How many jobs are in cron queues?

Does anyone have a foolproof way of determining how many jobs are in the cron queues and what those jobs are? We have a situation where some cron jobs never exit due to application error and the cron queue limit is reached (set to max of 100 in the queuedefs file).

On 11.11, most of our cron jobs take the init process as the parent instead of cron, so a count of the cron PID doesn't work (jobs on 11.0 always had cron's PID as the parent). Also, not all jobs get logged properly to the cron log so a count of started versus finished jobs in the log is not accurate either.

It would be nice to know which queue they are in as well.

Any ideas?
3 REPLIES 3
Siem Korteweg
Advisor

Re: How many jobs are in cron queues?

I tested with one running cronjob (HP-UX 11i), the process-ID was 987, the job started at 15:30.

# ls -l /var/spool/cron/tmp
total 0
-rw------- 1 root sys 0 Dec 1 15:30 croutPCAa00987
Thierry Poels_1
Honored Contributor

Re: How many jobs are in cron queues?

hi,

the previous trick is not foolproof, but will give you a good estimate. Temporary files are somtimes left behind.

How about checking /var/adm/cron/log for error messages about full queues??

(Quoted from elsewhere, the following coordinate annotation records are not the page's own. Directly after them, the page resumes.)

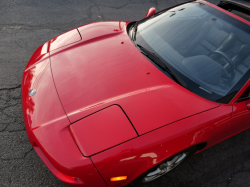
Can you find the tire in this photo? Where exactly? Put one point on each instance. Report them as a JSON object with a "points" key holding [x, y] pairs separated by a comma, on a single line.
{"points": [[164, 167]]}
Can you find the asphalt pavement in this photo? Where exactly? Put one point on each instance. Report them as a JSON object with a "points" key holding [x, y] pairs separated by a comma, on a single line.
{"points": [[24, 26]]}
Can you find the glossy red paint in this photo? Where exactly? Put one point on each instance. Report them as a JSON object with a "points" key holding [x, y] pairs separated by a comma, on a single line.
{"points": [[151, 12], [152, 148], [48, 131], [90, 136], [40, 54], [72, 119], [64, 39]]}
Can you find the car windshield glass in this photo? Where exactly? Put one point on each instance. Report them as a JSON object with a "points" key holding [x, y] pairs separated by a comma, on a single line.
{"points": [[207, 46]]}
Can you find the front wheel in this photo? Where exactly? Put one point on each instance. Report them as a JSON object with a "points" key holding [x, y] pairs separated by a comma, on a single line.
{"points": [[165, 167]]}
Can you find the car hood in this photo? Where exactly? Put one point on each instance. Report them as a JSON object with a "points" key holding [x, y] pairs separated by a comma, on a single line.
{"points": [[105, 68]]}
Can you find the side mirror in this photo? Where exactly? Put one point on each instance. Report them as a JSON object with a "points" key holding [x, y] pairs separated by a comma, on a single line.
{"points": [[150, 12]]}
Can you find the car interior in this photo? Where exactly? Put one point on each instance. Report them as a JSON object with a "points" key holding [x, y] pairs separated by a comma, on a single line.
{"points": [[210, 47]]}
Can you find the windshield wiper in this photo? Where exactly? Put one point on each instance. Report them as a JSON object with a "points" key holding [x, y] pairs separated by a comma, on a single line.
{"points": [[161, 64]]}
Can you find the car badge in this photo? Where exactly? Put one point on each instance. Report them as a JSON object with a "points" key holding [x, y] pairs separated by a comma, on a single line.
{"points": [[32, 92]]}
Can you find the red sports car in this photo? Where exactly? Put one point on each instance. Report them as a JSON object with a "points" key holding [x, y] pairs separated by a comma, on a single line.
{"points": [[113, 103]]}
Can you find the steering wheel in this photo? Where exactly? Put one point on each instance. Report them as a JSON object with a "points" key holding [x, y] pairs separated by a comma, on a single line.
{"points": [[231, 73]]}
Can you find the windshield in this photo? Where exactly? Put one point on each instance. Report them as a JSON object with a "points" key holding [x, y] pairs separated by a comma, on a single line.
{"points": [[208, 47]]}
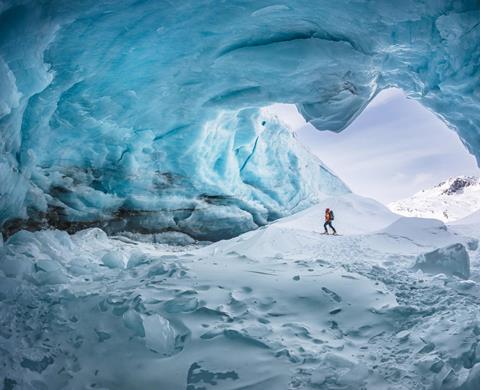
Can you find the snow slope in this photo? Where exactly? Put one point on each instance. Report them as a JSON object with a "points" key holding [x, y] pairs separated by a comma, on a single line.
{"points": [[449, 201], [282, 307]]}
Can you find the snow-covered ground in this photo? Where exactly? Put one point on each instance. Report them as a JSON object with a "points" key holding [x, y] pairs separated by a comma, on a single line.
{"points": [[282, 307], [449, 201]]}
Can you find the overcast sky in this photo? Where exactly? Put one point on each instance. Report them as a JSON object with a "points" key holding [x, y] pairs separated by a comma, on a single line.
{"points": [[395, 148]]}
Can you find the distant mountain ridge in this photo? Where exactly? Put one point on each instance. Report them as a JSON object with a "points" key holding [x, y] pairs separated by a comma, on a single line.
{"points": [[451, 200]]}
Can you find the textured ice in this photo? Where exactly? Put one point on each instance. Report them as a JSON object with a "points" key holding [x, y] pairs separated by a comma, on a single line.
{"points": [[451, 260], [281, 307], [145, 115]]}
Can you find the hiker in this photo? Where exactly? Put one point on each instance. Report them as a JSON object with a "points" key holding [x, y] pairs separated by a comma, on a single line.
{"points": [[329, 217]]}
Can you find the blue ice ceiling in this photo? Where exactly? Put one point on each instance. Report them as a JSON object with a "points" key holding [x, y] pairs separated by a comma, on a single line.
{"points": [[144, 115]]}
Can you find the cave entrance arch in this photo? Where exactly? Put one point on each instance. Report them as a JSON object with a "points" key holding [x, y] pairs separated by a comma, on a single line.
{"points": [[393, 149]]}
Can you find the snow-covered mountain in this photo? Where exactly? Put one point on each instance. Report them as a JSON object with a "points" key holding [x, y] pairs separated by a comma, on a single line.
{"points": [[448, 201]]}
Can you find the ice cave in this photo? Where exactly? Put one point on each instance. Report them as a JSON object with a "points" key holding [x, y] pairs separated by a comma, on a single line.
{"points": [[160, 229]]}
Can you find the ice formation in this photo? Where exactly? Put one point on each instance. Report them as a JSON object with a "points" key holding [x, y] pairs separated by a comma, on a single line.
{"points": [[451, 260], [282, 307], [144, 115]]}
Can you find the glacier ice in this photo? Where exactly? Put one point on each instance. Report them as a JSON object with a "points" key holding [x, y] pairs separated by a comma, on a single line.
{"points": [[145, 115], [451, 260], [276, 308]]}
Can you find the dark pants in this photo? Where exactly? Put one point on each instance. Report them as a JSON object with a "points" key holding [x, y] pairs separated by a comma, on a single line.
{"points": [[329, 223]]}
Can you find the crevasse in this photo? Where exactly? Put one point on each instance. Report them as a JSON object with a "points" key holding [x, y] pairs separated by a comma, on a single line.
{"points": [[145, 115]]}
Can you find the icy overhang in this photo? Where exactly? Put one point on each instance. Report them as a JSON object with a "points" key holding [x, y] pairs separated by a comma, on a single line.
{"points": [[147, 111]]}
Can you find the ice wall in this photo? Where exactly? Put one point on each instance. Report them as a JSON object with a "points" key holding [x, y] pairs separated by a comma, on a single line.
{"points": [[144, 115]]}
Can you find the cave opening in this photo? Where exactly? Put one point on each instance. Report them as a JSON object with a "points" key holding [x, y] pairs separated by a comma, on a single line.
{"points": [[395, 148]]}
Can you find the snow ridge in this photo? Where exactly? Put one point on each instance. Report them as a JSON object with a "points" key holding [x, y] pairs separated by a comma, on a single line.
{"points": [[448, 201]]}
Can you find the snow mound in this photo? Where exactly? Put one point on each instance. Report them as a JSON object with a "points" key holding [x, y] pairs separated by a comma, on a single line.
{"points": [[472, 219], [450, 260], [354, 214]]}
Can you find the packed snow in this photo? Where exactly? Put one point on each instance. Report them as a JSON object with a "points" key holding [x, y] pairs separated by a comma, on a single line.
{"points": [[449, 201], [281, 307], [146, 115]]}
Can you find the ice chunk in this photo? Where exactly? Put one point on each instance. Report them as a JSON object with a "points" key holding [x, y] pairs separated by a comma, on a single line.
{"points": [[80, 143], [159, 334], [114, 260], [450, 260]]}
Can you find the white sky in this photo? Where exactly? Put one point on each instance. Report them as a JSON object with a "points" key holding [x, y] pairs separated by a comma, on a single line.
{"points": [[394, 149]]}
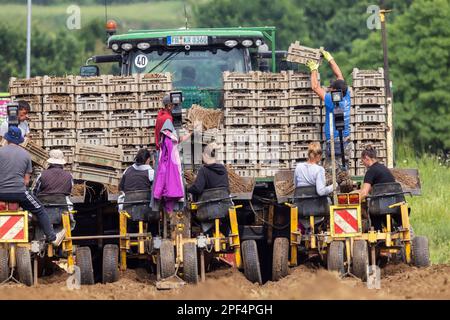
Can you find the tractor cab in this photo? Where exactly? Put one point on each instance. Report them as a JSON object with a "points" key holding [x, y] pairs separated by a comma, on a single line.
{"points": [[196, 58]]}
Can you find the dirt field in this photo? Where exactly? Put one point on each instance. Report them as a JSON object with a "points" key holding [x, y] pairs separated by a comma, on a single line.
{"points": [[398, 282]]}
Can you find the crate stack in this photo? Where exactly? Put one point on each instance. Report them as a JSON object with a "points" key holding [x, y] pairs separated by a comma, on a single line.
{"points": [[59, 114], [97, 163], [30, 90], [256, 136], [124, 117], [152, 88], [305, 116], [91, 101], [368, 115]]}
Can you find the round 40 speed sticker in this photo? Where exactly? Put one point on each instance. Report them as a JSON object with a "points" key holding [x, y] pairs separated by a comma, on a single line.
{"points": [[141, 61]]}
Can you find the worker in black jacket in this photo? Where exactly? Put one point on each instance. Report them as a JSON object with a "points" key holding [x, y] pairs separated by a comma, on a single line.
{"points": [[211, 175]]}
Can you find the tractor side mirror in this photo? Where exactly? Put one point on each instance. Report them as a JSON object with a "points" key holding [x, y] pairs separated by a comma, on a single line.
{"points": [[89, 71]]}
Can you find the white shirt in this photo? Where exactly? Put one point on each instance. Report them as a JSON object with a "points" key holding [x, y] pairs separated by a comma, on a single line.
{"points": [[23, 126], [307, 174]]}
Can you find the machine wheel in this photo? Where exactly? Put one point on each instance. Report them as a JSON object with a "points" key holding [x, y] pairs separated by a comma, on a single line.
{"points": [[190, 263], [335, 260], [280, 264], [84, 262], [167, 258], [360, 259], [4, 264], [420, 251], [110, 266], [24, 266], [250, 258]]}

BTW 100 for the cron queue is rather high, so I hope you have a neat sever over there. With a large queue you risk having the same job running mutliple times simultaneously.

regards,
Thierry.
All unix flavours are exactly the same . . . . . . . . . . for end users anyway.
Bill Hassell
Honored Contributor

Re: How many jobs are in cron queues?

The question is somewhat ambiguous. If you mean: what are the total number of entries in the submitted cron list, just count the non-empty, non-comment lines in all the cron files in /var/spool/cron/crontabs. If instead you are looking for the number of simultaneous jobs, then it will always be potentially inaccurate. For instance, dmesg - requires a fraction of a second to run so you'll likely never see it. You could run a cronjob (smiley face) to count the active jobs every minute, but the best way is to just read and map the cron logfile /var/adm/cron/log. This log provides an accurate account of each cronjob that was run, the start time, the command and the stop time. Since jobs overlap each other, you'll need a fair amount of scripting to sort this out and give a true picture of the cron load...but worth the time required to spot runaway or bad jobs.